En 1998, le formulaire de notification a été modifié
de façon à permettre une classification plus
détaillée des prééclampsies. Pour notre analyse,
cependant, nous avons traité la prééclampsie comme une
variable dichotomique pour toute la période d'étude. Nous
avons utilisé les informations provenant du registre des naissances
pour déterminer les nombres d'enfants mort-nés et
d'enfants morts avant l'âge de 1 an et celles provenant du
registre des causes de décès pour les enfants morts entre 1 et 5
ans.
Nous avons divisé les naissances en 3 périodes ayant une
durée et un nombre de naissances à peu près égaux:
1967-1978, 1979-1990 et 1991-2003. Nous avons utilisé une
régression logistique pour estimer, séparément pour
chaque période, les odds ratio liés à la
prééclampsie pour plusieurs critères de jugement:
mortinatalité, mortalité périnatale (mortinatalité
+ décès dans les 7 premiers jours de vie), mortalité
néonatale (décès survenus entre le jour 1 et le jour 28,
parmi les enfants nés vivants) et mortalité
post-néonatale (décès entre 29 et 365 jours).

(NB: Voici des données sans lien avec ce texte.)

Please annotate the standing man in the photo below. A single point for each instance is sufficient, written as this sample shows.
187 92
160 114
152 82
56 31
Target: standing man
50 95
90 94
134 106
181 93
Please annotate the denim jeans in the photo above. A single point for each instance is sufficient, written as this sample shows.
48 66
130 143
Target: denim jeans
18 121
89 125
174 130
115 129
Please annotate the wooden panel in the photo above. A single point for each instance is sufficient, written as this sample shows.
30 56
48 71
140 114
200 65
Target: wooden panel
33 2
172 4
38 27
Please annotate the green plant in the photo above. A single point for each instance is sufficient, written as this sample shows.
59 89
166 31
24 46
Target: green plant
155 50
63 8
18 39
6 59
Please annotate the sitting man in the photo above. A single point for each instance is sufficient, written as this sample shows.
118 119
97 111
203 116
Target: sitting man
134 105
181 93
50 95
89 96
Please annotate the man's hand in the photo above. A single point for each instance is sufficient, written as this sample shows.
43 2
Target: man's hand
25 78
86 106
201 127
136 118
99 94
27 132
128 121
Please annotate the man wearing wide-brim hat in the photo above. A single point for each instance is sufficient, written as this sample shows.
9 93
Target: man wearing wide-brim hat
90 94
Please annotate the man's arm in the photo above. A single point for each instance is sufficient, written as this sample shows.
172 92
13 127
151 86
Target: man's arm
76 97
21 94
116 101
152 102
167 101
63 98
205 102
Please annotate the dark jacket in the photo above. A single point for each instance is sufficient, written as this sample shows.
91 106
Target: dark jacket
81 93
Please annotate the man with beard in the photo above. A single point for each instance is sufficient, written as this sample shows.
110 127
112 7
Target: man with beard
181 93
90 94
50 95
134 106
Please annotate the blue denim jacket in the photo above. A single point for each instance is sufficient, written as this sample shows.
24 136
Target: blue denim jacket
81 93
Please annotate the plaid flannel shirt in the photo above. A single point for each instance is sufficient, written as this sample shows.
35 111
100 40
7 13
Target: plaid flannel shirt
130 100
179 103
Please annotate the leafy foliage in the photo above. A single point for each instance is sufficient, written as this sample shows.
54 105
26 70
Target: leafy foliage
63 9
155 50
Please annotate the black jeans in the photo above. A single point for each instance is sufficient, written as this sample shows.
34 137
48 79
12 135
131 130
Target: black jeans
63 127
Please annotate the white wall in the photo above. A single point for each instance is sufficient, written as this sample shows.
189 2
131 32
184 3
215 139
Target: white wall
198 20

Les informations indiquant si l'enfant était mort durant sa
première année de vie n'étaient disponibles que
jusqu'à fin 2003. Par conséquent, quand le critère
examiné était les décès de nourrissons, nous
n'avons inclus que les enfants nés avant la fin de
l'année 2002.
Les données concernant les décès survenus
au-delà de l'âge de 1 an étaient disponibles
jusqu'à fin 2002. Quand nous avons étudié les
décès survenus entre 1 an et 5 ans, nous n'avons inclus que
les enfants nés avant la fin de l'année 2000. En utilisant
une régression de Cox prenant l'âge en mois comme
échelle principale de temps, nous avons suivi les enfants
jusqu'à leur décès, jusqu'à leur
cinquième anniversaire ou jusqu'au 31 décembre 2002 selon
l'événement survenu en premier.
Nous avons pratiqué un ajustement sur l'âge maternel au
moment de l'accouchement, le niveau d'études de la
mère et le statut marital de la mère au moment de la naissance.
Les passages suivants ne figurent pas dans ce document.